Ce n’est pas tous les jours qu’un groupe wallon sort un nouvel album. Nous vous avons présenté le mois dernier « Plumestra », l’excellent petit dernier du trio Balbuzar. C’était le moment d’interviewer le groupe. Voilà chose faite, collectivement par e-mail en ce mois de novembre.

Marc Bauduin

 

Q : Rappelez-nous d’où vient le nom, cool mais un peu étrange, du groupe. Ce n’est pas le roi Balthazar qui balbutiait, ni un bal bizarre dans le blizzard ?

R : Au départ, nous souhaitions que le mot « bal » soit au cœur du nom du groupe car c’est clairement pour le bal folk qu’il existe, ensuite est venue l’idée du balbuzard, aigle pêcheur, et cela nous a plu. Le rapport entre la musique folk et la nature, la liberté de l’oiseau, la force du rapace et la finesse de sa silhouette sont des éléments qu’on peut retrouver dans notre façon de jouer.

Q : Une brève bio de chaque musicien, et comment vous vous êtes rencontrés ?

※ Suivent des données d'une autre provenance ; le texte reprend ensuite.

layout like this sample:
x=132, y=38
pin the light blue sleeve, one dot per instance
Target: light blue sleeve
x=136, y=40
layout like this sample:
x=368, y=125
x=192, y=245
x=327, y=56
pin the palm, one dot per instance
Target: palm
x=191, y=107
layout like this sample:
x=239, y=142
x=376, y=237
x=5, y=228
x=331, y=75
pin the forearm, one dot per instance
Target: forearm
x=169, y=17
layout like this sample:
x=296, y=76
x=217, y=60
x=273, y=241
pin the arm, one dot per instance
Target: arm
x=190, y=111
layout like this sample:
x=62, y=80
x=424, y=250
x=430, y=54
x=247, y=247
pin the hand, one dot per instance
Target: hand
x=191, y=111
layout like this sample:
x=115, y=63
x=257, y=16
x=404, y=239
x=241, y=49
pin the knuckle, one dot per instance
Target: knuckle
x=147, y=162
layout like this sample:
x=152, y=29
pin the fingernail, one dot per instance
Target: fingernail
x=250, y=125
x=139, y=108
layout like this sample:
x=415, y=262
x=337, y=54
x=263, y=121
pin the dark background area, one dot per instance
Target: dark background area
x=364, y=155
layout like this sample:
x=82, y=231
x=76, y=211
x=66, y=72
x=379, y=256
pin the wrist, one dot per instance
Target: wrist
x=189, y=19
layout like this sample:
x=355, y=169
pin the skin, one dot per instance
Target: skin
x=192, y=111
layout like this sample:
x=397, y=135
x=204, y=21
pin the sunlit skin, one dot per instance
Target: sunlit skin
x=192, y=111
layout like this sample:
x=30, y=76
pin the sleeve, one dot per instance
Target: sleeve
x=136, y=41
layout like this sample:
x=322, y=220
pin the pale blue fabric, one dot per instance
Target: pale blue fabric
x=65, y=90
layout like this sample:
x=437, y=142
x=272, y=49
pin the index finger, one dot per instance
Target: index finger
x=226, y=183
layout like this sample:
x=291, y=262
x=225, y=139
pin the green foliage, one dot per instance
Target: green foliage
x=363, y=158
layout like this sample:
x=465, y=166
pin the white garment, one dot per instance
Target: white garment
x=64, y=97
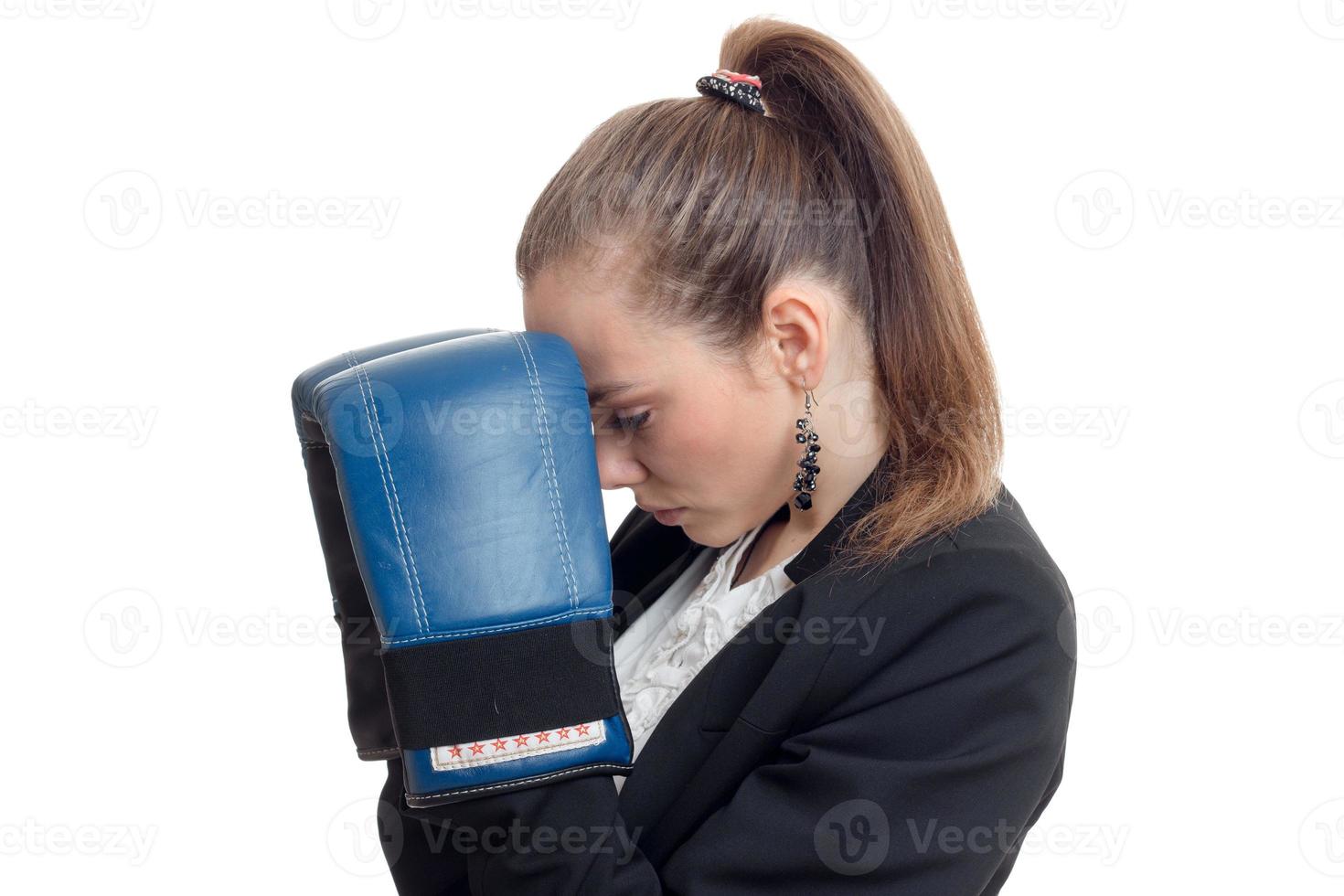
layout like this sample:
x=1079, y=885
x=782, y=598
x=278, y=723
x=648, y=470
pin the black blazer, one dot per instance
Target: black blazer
x=884, y=730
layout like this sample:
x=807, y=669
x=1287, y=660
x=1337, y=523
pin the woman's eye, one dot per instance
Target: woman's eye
x=628, y=423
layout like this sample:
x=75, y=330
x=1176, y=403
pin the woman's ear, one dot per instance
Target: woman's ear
x=795, y=320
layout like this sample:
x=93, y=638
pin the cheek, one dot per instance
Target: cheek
x=726, y=441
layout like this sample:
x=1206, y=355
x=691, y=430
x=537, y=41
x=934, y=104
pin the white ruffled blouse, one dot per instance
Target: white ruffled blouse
x=680, y=632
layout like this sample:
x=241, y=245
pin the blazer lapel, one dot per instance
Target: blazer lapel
x=672, y=763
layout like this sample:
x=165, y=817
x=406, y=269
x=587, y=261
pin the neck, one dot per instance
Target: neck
x=786, y=536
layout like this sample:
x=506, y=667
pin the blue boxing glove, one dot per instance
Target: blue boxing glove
x=468, y=483
x=366, y=690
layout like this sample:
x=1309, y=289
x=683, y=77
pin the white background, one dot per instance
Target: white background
x=1148, y=197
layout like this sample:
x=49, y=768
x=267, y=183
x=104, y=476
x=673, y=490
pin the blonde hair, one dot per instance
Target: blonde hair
x=687, y=195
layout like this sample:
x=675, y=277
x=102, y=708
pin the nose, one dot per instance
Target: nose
x=617, y=466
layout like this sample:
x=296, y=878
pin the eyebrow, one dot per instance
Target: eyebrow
x=606, y=389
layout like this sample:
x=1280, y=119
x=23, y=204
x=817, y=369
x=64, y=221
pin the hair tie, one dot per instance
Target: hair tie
x=738, y=88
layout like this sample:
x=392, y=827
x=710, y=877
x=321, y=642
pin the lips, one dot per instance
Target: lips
x=669, y=517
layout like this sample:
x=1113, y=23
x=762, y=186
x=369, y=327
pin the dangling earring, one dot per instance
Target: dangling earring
x=806, y=480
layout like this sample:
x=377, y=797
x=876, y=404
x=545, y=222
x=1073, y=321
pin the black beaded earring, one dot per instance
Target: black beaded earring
x=806, y=478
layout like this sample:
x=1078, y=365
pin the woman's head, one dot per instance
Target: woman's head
x=729, y=260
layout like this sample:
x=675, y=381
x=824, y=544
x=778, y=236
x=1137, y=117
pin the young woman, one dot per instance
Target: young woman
x=846, y=658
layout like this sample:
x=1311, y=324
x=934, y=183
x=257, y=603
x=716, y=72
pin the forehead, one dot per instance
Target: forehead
x=588, y=312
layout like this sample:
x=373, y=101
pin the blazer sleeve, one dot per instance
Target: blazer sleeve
x=941, y=741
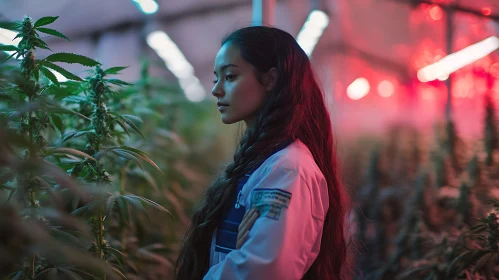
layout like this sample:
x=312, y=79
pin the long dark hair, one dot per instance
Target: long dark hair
x=294, y=109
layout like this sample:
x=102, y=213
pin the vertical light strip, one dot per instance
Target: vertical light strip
x=312, y=30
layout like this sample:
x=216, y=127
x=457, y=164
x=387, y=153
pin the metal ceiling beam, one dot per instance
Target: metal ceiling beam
x=196, y=11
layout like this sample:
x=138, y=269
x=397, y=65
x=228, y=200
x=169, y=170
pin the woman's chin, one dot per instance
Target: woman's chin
x=227, y=120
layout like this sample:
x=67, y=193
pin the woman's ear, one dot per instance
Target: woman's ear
x=270, y=79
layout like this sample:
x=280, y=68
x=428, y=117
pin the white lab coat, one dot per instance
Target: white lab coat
x=282, y=244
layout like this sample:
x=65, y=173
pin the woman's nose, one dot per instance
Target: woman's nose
x=217, y=90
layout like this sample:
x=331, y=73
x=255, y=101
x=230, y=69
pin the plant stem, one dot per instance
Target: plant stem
x=100, y=235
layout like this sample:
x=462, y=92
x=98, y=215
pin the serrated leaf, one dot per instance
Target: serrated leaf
x=46, y=72
x=122, y=124
x=62, y=110
x=110, y=203
x=132, y=117
x=52, y=32
x=83, y=272
x=57, y=121
x=68, y=151
x=9, y=57
x=61, y=70
x=135, y=203
x=133, y=126
x=8, y=48
x=44, y=21
x=115, y=70
x=141, y=155
x=151, y=203
x=76, y=134
x=72, y=58
x=118, y=82
x=128, y=156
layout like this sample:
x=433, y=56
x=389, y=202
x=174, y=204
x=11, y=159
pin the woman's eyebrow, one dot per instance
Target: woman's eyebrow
x=225, y=66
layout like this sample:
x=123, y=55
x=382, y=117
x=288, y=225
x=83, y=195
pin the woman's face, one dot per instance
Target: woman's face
x=236, y=86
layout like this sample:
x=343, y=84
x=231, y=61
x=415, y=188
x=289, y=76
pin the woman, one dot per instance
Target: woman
x=283, y=176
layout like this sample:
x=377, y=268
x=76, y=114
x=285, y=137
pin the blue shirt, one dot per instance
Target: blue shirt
x=290, y=192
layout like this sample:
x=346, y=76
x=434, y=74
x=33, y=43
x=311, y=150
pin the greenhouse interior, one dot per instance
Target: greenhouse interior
x=111, y=140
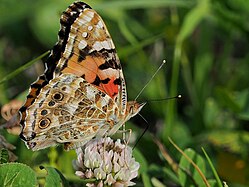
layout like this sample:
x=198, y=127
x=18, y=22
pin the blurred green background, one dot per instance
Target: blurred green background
x=205, y=44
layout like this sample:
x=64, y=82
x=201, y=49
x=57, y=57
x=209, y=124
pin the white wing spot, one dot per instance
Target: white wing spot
x=82, y=44
x=90, y=27
x=84, y=34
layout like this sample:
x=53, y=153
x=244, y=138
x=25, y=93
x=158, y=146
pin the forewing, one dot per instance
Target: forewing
x=67, y=19
x=90, y=54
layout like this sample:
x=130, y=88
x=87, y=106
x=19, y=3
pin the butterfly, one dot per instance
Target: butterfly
x=82, y=93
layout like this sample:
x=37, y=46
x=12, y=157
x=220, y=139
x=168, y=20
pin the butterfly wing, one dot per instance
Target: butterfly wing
x=85, y=52
x=90, y=54
x=68, y=110
x=67, y=19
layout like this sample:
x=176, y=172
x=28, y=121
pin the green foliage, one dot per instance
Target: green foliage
x=205, y=44
x=4, y=156
x=17, y=175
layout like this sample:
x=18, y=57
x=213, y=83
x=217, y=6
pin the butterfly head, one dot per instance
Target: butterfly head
x=133, y=108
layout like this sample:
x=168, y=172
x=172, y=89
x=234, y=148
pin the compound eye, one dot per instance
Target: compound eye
x=58, y=96
x=44, y=123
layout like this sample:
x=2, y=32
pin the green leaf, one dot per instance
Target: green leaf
x=4, y=156
x=54, y=178
x=17, y=175
x=213, y=169
x=188, y=175
x=146, y=180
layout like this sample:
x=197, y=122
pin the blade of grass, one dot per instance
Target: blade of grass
x=191, y=161
x=213, y=169
x=134, y=4
x=22, y=68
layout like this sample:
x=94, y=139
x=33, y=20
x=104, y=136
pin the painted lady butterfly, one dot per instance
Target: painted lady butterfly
x=82, y=93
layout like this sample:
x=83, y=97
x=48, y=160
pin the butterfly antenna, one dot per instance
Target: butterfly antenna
x=160, y=67
x=164, y=99
x=146, y=128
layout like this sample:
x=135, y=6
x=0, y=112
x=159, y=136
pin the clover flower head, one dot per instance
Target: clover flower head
x=108, y=162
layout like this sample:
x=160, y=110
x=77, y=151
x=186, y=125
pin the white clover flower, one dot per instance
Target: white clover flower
x=109, y=163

Fredo Zupi : Je suis actif dans le folk depuis 15 ans, j’y ai pris goût grâce aux stages de Neufchâteau que j’ai suivis pendant des années. A la base ma formation est autodidacte, avec quelques cours particuliers de classique et de folk. Je ne sais toujours pas lire de partitions à vue, je fais tout d’oreille et d’instinct, et ça me convient ! J’ai joué et composé dans des groupes comme Gaïa, Neniva, Onirim, Baila Tocamos, Transat etje joue actuellement dans le trio de Perry Rose avec Jonathan De Neck.

Jonathan De Neck : J’ai commencé l’accordéon à l’âge de 8 ans, comme élève d’Alix Colin, de Marinette Bonnert et de Louis Spagna. J’ai ensuite continué ma formation au Conservatoire Royal de Liège, d’où je suis sorti diplômé en 2009 en composition, improvisation et pédagogie. J’ai fait partie de différents projets, folks ou moins folks : Dazibao, Knopf Quartet, Ialma, Récital Boxon, … et j’ai collaboré avec des compagnies de théâtre en tant que compositeur. Actuellement, en plus de Balbuzar, je suis surtout actif sur scène avec Les Déménageurs (projet pour enfants) et le Diab Quintet. J’enseigne l’accordéon et le jeu d’ensemble à Gooik, à Gand et à l’IMEP à Namur.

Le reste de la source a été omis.